Several algorithms from Stable Baselines have been integrated along with some evolution strategies and SAC:

A2C: A synchronous, deterministic variant of Asynchronous Advantage Actor Critic (A3C).
ACER: Sample Efficient Actor-Critic with Experience Replay
ACKTR: Actor Critic using Kronecker-Factored Trust Region
ARS: Augmented Random Search (https://arxiv.org/abs/1803.07055)
CMA-ES: Covariance Matrix Adaptation Evolution Strategy
DDPG: Deep Deterministic Policy Gradients
DeepQ: DQN and variants (Double, Dueling, prioritized experience replay)
PPO1: Proximal Policy Optimization (MPI Implementation)
PPO2: Proximal Policy Optimization (GPU Implementation)
SAC: Soft Actor Critic
TRPO: Trust Region Policy Optimization (MPI Implementation)

Train an Agent with Discrete Actions¶

To train an agent (without visualization with visdom):

python -m rl_baselines.train --algo ppo2 --log-dir logs/ --no-vis

You can train an agent on the latest learned model (knowing it’s type) located at log_folder: srl_zoo/logs/DatasetName/ (defined for each environment in config/srl_models.yaml) :

python -m rl_baselines.train --algo ppo2 --log-dir logs/ --latest --srl-model srl_combination --env MobileRobotGymEnv-v0

Train an Agent with Continuous Actions¶

Continuous actions have been implemented for DDPG, PPO2, ARS, CMA-ES, SAC and random agent. To use continuous actions in the position space:

python -m rl_baselines.train --algo ppo2 --log-dir logs/ -c

To use continuous actions in the joint space:

python -m rl_baselines.train --algo ppo2 --log-dir logs/ -c -joints

Train an agent multiple times on multiple environments, using different methods¶

To run multiple enviroments with multiple SRL models for a given algorithm (you can use the same arguments as for training should you need to specify anything to the training script):

python  -m rl_baselines.pipeline --algo ppo2 --log-dir logs/ --env env1 env2 [...] --srl-model model1 model2 [...]

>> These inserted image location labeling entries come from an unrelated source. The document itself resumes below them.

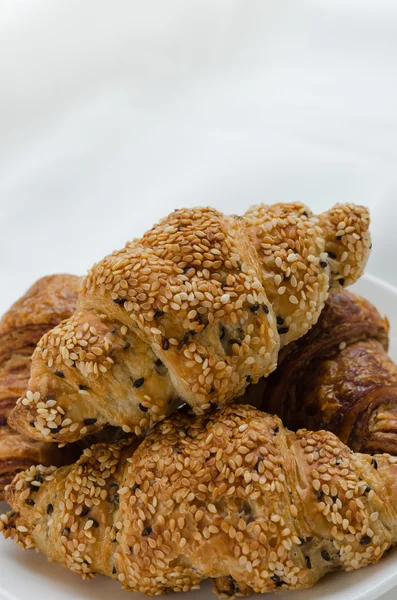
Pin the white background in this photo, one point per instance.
(114, 113)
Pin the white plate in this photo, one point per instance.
(25, 575)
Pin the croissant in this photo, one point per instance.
(47, 302)
(230, 496)
(339, 377)
(193, 311)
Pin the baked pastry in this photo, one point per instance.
(339, 377)
(193, 311)
(47, 302)
(230, 496)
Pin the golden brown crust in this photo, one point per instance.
(340, 378)
(195, 309)
(50, 300)
(231, 496)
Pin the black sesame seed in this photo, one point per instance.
(138, 382)
(365, 540)
(283, 330)
(119, 301)
(325, 555)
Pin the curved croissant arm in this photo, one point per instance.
(230, 496)
(340, 378)
(193, 311)
(47, 302)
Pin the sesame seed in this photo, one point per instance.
(138, 382)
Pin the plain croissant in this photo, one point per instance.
(230, 496)
(47, 302)
(339, 377)
(192, 312)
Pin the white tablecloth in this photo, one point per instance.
(114, 113)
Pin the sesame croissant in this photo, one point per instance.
(230, 496)
(339, 377)
(193, 311)
(47, 302)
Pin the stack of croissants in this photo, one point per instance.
(208, 402)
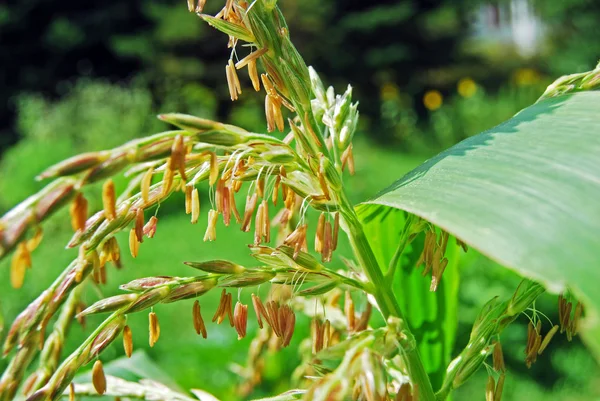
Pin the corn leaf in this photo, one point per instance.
(526, 194)
(432, 316)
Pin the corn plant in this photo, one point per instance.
(524, 193)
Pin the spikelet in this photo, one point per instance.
(139, 225)
(211, 229)
(78, 211)
(249, 211)
(327, 243)
(195, 205)
(134, 245)
(178, 151)
(233, 81)
(188, 199)
(109, 199)
(199, 325)
(259, 309)
(214, 169)
(320, 234)
(98, 378)
(127, 341)
(349, 312)
(21, 260)
(221, 307)
(547, 339)
(154, 328)
(253, 74)
(240, 319)
(499, 388)
(498, 357)
(490, 388)
(145, 184)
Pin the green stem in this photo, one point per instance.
(385, 298)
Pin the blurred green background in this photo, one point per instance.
(80, 76)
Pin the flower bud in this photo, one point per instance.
(247, 279)
(217, 267)
(98, 378)
(109, 304)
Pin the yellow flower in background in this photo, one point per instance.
(433, 99)
(526, 76)
(466, 87)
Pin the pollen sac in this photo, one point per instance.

For example, run a total of 30 experiments of ppo2 with 4 cpus and randomly initialized target position, in the default environment using VAE, and using ground truth (15 experiments each):

python  -m rl_baselines.pipeline --algo ppo2 --log-dir logs/ --srl-model vae ground_truth --random-target --num-cpu 4 --num-iteration 15

Load a Trained Agent¶

To load a trained agent and see the result:

python -m replay.enjoy_baselines --log-dir path/to/trained/agent/ --render

Add your own RL algorithm¶

Create a class that inherits rl_baselines.base_classes.BaseRLObject which implements your algorithm. You will need to define specifically:
- save(save_path, _locals=None): to save your model during or after training.
- load(load_path, args=None): to load and return a saved instance of your class (static function).
- customArguments(parser): @classmethod to define specifics command line arguments from train.py or pipeline.py calls, then returns the parser object.
- getAction(observation, dones=None): to get the action from a given observation.
- makeEnv(self, args, env_kwargs=None, load_path_normalise=None): override if you need to change the environment wrappers (static function).
- train(args, callback, env_kwargs=None, hyperparam=None): to create the environment, and train your algorithm on said environment.
- (OPTIONAL) getActionProba(observation, dones=None): to get the action probabilities from a given observation. This is used for the action probability plotting in replay.enjoy_baselines.
- (OPTIONAL) getOptParam(): @classmethod to return the hyperparameters that can be optimised through the callable argument. Along with the type and range of said parameters.
Add your class to the registered_rl dictionary in rl_baselines/registry.py, using this format NAME: (CLASS, ALGO_TYPE, [ACTION_TYPE]), where:
- NAME: is your algorithm’s name.
- CLASS: is your class that inherits BaseRLObject.
- ALGO_TYPE: is the type of algorithm, defined by the enumerator AlgoType in rl_baselines/__init__.py, can be REINFORCEMENT_LEARNING, EVOLUTION_STRATEGIES or OTHER (OTHER is used to define algorithms that can’t be run in enjoy_baselines.py (ex: Random_agent)).
- [ACTION_TYPE]: is the list of compatible type of actions, defined by the enumerator ActionType in rl_baselines/__init__.py, can be CONTINUOUS and/or DISCRETE.
Now you can call your algorithm using --algo NAME with train.py or pipeline.py.